Hattusa was founded by the Hattian Bronze Age culture around 2000 B.C. Writing was introduced to the settlement by Assyrian merchants over the next couple of centuries, and when it became the capital of the Hittite Empire in 1700 B.C., the Hittite language replaced the Hattian in written documents. Tens of thousands of Hittite-language cuneiform tablets have been unearthed at Hattusa.

After the collapse of the Hittite Empire in 1200 B.C., the use of cuneiform in the area ceased, but Anatolian hieroglyphs remained in use for another four centuries after the Bronze Age collapse.  The discovery of the tunnel hieroglyphs suggests an early origin for a non-cuneiform writing system that was local and unique to Anatolia, not imported from Assyria, and that was used for symbolically significant purposes even as cuneiform was dominant in administrative and record-keeping uses.
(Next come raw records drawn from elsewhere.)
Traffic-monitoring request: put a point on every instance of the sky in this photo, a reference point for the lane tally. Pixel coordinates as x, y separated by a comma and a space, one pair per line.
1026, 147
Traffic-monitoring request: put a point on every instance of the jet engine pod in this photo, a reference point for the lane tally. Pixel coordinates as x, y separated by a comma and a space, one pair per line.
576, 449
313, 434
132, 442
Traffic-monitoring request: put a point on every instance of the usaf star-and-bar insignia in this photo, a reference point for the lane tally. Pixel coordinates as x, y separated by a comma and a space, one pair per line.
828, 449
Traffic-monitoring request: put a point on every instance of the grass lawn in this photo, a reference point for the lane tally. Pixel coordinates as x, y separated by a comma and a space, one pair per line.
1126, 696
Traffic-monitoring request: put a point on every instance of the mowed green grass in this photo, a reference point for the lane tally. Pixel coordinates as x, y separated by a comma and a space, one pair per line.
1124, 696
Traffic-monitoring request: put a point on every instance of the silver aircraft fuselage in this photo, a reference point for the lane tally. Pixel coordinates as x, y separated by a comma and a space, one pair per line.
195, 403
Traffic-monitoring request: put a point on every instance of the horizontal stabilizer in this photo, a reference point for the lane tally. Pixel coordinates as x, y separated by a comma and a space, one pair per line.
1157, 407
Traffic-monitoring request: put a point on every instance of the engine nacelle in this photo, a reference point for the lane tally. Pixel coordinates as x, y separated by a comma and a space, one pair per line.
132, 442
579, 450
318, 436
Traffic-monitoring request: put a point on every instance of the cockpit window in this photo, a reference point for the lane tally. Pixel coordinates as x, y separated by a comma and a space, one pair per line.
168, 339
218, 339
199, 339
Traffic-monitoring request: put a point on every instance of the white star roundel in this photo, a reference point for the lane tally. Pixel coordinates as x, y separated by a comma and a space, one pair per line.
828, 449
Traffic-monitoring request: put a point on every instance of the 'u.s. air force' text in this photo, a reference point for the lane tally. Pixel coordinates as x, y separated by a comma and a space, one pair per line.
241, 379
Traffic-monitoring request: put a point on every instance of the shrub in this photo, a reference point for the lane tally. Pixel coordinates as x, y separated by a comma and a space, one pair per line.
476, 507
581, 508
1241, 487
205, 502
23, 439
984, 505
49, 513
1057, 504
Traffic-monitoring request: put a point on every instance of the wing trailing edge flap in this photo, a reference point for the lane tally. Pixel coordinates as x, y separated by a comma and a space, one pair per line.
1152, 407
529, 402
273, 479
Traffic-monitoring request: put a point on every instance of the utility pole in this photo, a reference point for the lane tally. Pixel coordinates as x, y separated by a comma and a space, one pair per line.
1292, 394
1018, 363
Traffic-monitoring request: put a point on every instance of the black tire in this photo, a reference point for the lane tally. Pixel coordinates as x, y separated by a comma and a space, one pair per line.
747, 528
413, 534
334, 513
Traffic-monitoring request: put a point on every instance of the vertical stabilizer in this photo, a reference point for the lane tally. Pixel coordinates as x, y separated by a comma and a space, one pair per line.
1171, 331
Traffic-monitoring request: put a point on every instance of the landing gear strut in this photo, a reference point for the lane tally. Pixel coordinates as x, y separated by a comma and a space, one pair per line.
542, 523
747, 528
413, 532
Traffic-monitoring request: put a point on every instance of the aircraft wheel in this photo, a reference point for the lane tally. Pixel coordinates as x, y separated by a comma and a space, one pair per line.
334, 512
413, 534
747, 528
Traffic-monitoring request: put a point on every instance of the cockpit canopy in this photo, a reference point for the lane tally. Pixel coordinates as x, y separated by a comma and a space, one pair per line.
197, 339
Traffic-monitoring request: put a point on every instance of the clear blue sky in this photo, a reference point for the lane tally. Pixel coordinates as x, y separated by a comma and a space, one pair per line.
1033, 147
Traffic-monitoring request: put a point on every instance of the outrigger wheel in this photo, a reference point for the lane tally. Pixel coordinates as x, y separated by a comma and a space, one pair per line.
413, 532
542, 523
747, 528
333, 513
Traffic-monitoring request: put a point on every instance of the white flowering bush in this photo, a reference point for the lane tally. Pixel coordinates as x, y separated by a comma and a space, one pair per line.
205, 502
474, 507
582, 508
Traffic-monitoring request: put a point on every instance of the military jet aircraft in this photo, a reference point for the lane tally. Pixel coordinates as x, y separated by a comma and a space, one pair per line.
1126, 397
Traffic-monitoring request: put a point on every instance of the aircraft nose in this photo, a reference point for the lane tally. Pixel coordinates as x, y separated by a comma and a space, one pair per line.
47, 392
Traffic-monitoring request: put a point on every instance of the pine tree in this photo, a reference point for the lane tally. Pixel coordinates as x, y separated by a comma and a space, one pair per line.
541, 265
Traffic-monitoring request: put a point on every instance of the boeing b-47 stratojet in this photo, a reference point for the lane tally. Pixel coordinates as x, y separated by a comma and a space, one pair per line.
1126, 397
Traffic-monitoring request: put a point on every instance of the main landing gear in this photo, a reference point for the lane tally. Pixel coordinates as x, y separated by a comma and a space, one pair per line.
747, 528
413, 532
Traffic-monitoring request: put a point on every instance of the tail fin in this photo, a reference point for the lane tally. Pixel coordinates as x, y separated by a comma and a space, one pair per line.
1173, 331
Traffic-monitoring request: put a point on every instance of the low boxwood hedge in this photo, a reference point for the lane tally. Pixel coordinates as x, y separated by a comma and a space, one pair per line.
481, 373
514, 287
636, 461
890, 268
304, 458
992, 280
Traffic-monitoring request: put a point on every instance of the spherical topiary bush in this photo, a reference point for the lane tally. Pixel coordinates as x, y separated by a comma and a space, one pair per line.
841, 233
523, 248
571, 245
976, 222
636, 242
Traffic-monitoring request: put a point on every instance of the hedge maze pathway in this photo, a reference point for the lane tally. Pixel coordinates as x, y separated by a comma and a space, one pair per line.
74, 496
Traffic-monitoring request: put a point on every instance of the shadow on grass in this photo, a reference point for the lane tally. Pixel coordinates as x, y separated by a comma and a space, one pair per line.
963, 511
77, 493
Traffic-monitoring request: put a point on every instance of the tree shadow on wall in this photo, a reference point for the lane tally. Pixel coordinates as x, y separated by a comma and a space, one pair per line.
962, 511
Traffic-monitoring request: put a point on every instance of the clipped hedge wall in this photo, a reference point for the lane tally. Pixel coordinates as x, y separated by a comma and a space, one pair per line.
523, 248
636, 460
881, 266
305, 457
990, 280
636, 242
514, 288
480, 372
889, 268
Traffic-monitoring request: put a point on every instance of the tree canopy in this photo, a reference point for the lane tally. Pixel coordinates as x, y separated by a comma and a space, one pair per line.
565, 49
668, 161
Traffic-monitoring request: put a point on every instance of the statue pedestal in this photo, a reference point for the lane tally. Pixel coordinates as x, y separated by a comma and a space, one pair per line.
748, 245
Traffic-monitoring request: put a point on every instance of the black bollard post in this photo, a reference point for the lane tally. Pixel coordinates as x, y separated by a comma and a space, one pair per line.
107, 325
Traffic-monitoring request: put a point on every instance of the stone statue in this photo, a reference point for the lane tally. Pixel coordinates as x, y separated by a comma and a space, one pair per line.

Pointing out that the hieroglyphs in the tunnel are similar to each other, [excavation leader Andreas] Schachner said, “When we share the symbols with the scientific world, our colleagues working on the Hittites will have an opinion and maybe one or maybe several ideas will emerge accordingly. We have identified a total of 249 Anatolian hieroglyphs here, but they are not all different from each other. We can divide them into 8 groups in total. They add innovation to us socially. Since they are written with paint, we need to interpret them more in the style of graffiti. We think it was done quickly and so that it could be understood quickly,” he said.

Stating that most of the hieroglyphs found in Anatolia are seen in monumental inscriptions or seals that have their own meanings, Schachner underlined that the discovery of the symbols in the tunnel led to the idea that hieroglyphics were used much more widely in the Hittite period.

All 249 hieroglyphs have now been 3D scanned so they can be studied further. Researchers hope the symbols will help shed new light on the tunnel and the role it played in Hittite culture.